Cysteine addiction in drug resistant glioblastoma and therapeutic targeting with designer selenium compounds

AbstractAbstract: Background: Cysteine is a multifunctional amino acid that can be oxidized affecting disulfide bond formation, redox signaling, and protein function. Reactive oxygen species (ROS) and the metabolic environment dictate cysteine uptake and oxidation status—especially in redox sensitive pathways. As many chemotherapeutic agents increase ROS, including the standard care for glioblastoma (GBM), temozolomide (TMZ), we hypothesized that TMZ-resistant (TMZ-R) GBM would have increased ROS affecting cysteine reactivity that could be therapeutically targeted. Methods: Here, to study the metabolic state within drug sensitive and resistant GBM, we used metabolite tracing with¹³ C-Cyst(e)ine, specialized cysteine reactivity proteomics and Clustered Regularly Interspaced Short Palindromic Repeats (CRISPR) screening with drug treatments to determine the efficacy of targeting cysteine metabolic pathways with our designer selenium drug in both patient-derived cell lines and patient-derived xenograft GBM ­orthotopic models.

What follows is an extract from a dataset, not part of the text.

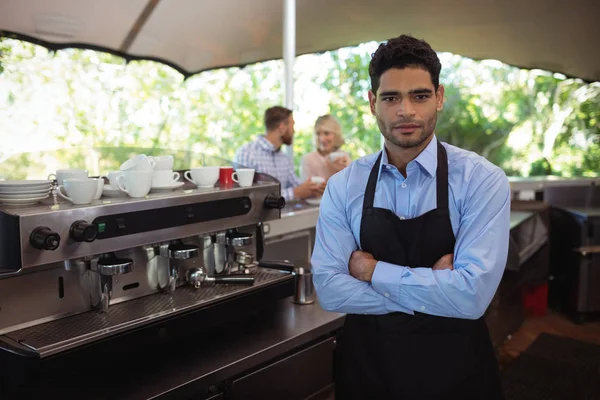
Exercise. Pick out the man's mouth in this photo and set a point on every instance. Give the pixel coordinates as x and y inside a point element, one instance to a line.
<point>406,128</point>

Results: We show that TMZ-R have increased cyst(e)ine uptake, cysteine reactivity, and sensitivity to selenium (Se)-containing compounds—which can bind cysteine—in vitro and in vivo. We show that in TMZ-R models selenium compound treatment increases the need for thioredoxin reductases where co-treatment of Se compounds and the thioredoxin inhibitor auranofin significantly improves overall survival in mouse models. Conclusions: Overall, our findings show a unique metabolic environment in TMZ-R models where designer brain penetrant Se-containing compounds target cysteine reactivity within proteins necessary for cancer cell survival and hold therapeutic potential.